Message
par jps » 05 avr. 2021, 10:28
archives du 8 Février 2008 journal Le Soir journaliste Jean -Louis Donnay
Standard, prends garde, les vachers de Sainte-Walburge sont de retour ! Martelée dans le patois principautaire, cet avertissement sans frais fleure bon le folklore, aujourd’hui ressuscité par la grâce d’une bande de fous joyeux qui se sont mis en tête de ramener le « RFC de Liège » en première division.
« C’est à la fois émouvant et pathétique », soliloque Robert Waseige. « On revit, hein, chef ! », approuve Willy Robin. « Maintenant, on doit sortir du bois », embraie Raphaël Quaranta en évoquant la place privilégiée des Sang et Marine au faîte du classement de la D 3B.

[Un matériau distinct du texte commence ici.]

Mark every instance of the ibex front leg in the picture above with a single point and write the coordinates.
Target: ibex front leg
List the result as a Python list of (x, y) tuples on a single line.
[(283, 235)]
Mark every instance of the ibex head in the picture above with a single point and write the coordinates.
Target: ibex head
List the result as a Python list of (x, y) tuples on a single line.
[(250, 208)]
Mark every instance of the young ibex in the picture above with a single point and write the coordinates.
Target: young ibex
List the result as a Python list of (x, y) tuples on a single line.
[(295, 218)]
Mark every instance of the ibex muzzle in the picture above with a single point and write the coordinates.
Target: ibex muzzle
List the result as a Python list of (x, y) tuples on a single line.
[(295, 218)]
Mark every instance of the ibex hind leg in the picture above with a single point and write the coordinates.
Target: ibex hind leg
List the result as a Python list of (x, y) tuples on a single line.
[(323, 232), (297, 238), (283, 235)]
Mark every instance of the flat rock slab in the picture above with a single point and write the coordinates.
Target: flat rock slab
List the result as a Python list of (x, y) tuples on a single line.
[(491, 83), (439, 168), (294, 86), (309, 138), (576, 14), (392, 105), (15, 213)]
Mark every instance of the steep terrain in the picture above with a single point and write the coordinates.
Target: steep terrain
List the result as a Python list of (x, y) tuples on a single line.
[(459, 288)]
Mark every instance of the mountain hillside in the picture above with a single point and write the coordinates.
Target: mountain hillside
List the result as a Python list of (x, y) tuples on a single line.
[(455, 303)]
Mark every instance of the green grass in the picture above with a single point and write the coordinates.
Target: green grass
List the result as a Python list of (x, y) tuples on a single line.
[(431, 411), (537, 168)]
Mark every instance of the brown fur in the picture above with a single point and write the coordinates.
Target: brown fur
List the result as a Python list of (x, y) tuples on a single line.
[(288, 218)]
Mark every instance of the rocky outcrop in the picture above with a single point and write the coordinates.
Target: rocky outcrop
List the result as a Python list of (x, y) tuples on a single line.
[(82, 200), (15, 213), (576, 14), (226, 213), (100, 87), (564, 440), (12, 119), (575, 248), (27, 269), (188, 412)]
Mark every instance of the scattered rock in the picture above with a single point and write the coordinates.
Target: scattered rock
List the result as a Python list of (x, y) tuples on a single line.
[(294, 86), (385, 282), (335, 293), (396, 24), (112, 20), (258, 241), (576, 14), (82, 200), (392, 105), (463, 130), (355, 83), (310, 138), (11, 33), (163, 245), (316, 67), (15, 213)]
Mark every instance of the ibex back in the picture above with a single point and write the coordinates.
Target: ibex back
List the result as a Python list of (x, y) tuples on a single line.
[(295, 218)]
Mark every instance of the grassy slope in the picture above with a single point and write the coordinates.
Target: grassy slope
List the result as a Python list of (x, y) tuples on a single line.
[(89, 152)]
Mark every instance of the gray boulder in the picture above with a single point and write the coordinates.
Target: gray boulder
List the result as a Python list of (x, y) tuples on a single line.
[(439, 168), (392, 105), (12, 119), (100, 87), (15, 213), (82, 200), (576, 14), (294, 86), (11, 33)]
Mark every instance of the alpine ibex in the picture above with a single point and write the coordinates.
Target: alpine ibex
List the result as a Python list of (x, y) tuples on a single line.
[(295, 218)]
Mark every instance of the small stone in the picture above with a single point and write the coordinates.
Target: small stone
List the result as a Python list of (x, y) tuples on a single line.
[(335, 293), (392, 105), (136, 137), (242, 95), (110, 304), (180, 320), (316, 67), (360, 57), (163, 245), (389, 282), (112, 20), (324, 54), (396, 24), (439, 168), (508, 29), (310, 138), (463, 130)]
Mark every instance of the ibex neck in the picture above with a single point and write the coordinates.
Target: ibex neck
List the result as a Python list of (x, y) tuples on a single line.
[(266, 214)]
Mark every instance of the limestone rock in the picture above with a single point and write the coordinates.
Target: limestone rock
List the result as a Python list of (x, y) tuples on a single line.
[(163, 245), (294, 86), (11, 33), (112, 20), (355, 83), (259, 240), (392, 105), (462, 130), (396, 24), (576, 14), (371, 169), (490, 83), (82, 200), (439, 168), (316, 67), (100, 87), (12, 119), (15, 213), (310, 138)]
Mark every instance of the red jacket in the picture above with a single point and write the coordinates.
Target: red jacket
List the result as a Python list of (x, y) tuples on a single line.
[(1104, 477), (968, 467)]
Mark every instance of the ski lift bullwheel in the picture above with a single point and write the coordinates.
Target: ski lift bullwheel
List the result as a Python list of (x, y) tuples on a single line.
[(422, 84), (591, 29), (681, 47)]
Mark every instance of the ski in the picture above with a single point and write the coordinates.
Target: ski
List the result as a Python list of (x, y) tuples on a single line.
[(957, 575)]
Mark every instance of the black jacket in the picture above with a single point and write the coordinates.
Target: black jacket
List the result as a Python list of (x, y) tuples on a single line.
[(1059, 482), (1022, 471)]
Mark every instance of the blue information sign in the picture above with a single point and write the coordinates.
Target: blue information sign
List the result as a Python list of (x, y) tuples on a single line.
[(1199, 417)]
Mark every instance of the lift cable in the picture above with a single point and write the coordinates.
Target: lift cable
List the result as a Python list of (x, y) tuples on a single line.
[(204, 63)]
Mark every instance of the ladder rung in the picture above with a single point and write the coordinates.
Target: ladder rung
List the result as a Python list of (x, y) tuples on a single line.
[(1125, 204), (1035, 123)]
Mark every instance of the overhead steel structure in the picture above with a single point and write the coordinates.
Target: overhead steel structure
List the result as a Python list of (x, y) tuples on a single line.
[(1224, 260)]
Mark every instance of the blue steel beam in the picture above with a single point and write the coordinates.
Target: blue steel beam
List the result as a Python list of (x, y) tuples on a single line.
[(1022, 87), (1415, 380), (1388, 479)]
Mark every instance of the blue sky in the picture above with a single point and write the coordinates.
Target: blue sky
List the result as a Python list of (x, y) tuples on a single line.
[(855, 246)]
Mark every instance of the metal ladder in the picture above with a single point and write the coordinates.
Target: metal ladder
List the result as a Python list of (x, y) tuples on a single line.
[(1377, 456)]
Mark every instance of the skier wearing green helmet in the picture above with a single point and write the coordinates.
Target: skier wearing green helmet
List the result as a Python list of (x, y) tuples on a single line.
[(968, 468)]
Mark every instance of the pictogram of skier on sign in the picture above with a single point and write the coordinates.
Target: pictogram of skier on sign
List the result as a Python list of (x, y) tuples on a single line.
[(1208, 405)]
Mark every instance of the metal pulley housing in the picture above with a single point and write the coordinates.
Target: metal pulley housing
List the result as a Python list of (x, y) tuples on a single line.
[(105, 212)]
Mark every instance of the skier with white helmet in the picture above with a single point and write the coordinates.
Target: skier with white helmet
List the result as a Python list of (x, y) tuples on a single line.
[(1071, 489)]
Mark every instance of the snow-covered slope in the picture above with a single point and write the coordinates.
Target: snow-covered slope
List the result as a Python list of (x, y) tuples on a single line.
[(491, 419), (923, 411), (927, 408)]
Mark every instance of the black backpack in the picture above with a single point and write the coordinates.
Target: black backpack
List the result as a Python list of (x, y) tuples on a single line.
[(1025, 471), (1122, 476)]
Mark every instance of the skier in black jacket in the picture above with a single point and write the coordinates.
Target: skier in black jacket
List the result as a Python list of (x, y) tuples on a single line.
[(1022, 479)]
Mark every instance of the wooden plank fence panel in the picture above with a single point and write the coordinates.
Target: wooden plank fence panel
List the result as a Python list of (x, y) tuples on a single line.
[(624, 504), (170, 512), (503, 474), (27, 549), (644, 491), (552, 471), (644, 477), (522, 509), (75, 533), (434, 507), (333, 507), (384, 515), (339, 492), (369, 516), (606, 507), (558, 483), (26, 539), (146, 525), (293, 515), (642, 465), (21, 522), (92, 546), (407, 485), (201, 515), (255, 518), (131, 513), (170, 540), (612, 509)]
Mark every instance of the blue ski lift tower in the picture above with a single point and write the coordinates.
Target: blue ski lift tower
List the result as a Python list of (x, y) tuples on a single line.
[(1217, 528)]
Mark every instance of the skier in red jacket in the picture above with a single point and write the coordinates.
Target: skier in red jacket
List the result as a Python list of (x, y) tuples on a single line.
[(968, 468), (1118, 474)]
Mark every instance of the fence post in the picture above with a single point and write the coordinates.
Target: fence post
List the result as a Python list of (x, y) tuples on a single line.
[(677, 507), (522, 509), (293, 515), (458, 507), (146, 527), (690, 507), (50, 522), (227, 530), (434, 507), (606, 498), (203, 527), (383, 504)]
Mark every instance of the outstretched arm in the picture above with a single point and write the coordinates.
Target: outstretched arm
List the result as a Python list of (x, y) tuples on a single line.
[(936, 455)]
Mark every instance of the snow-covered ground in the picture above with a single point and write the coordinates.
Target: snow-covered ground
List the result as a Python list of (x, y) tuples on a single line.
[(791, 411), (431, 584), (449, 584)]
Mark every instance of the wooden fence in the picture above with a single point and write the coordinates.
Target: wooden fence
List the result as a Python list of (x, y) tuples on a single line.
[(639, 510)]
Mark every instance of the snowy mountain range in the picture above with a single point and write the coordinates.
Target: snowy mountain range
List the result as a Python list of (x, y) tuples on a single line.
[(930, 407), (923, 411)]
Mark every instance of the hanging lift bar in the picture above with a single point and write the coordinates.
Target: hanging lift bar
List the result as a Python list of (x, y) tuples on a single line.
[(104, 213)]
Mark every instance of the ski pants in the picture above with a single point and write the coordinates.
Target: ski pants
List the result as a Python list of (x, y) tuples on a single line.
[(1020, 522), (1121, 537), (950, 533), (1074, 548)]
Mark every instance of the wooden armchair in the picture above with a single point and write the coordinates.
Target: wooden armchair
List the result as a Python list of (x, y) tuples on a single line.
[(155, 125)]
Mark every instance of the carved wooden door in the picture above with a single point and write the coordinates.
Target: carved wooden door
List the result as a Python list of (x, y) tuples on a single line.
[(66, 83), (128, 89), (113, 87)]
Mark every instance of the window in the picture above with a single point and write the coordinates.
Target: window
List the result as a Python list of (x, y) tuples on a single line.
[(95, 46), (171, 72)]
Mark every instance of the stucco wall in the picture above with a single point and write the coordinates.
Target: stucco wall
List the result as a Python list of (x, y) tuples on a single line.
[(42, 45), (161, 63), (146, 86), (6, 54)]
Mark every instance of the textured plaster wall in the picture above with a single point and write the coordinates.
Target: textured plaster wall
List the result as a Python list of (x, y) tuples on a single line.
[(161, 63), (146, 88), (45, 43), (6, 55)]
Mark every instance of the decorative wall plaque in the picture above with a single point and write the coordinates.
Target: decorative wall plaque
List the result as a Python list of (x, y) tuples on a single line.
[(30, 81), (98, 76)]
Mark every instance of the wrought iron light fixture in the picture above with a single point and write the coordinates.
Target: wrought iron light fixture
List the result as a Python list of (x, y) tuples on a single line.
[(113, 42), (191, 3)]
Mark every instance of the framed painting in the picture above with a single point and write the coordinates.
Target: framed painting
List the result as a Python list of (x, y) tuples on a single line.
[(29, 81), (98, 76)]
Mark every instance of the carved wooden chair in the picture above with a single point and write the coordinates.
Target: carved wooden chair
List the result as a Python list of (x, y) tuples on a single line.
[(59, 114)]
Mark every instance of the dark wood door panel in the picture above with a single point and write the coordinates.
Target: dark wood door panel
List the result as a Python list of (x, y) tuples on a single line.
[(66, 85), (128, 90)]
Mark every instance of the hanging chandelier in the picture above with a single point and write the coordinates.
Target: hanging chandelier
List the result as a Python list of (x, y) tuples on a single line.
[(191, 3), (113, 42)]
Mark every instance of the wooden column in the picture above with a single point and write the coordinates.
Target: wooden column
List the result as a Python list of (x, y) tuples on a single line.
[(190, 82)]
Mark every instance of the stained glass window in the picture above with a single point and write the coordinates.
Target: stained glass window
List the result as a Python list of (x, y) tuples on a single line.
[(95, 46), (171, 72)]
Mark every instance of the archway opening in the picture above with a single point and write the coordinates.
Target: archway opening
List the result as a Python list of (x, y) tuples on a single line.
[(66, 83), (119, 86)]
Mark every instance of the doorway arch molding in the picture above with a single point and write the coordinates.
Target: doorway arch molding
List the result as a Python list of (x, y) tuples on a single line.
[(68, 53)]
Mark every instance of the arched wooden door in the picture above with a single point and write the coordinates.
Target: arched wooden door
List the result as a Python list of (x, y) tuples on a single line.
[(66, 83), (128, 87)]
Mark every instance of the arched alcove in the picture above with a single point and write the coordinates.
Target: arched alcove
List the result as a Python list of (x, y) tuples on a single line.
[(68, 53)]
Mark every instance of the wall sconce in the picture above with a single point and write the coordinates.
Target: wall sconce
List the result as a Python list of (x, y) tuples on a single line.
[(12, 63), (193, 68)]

Waseige-Robin-Quaranta, le trio du temps jadis est recomposé sous nos yeux, sur cette morne plaine d’Ans que le « RFC de Liège » égaie de sa fougue et de sa verve, le dimanche après-midi, quand le championnat l’invite à jouer à domicile.
« Le matricule 4 est en train de renaître de ses cendres, témoigne Jean-Pierre Delmotte, chantre, dans un autre siècle, de l’épopée des Waseige boys. Il faut le voir pour le croire. Le jour du match, ce stade de 4e provinciale grouille, dès le matin, d’une activité débordante. Une centaine de bénévoles dresse les tribunes, monte les cantines, déroule les banderoles publicitaires. La métamorphose des lieux est sidérante. »
Notre ex-confrère boit lui aussi du petit-lait. Et savoure l’instant présent, aux côtés du mage de Rocourt, de son indéfectible délégué et de son joueur fétiche élevé, à son tour, au rang d’entraîneur. Chacune à leur manière, ces trois icônes apportent leur pierre à l’édifice qui se reconstruit lentement mais sûrement, avec le soutien de supporters dont le nombre et l’enthousiasme n’en finirent plus d’enfler.
Lors de la venue de Turnhout, voici 15 jours, on a cru un moment devoir déplacer la rencontre à Tongres tant était soutenu l’intérêt populaire. Le bon sens a fini par prévaloir et Liège a pu opérer à domicile, devant près de 5.000 spectateurs, dans une ambiance du tonnerre de Dieu.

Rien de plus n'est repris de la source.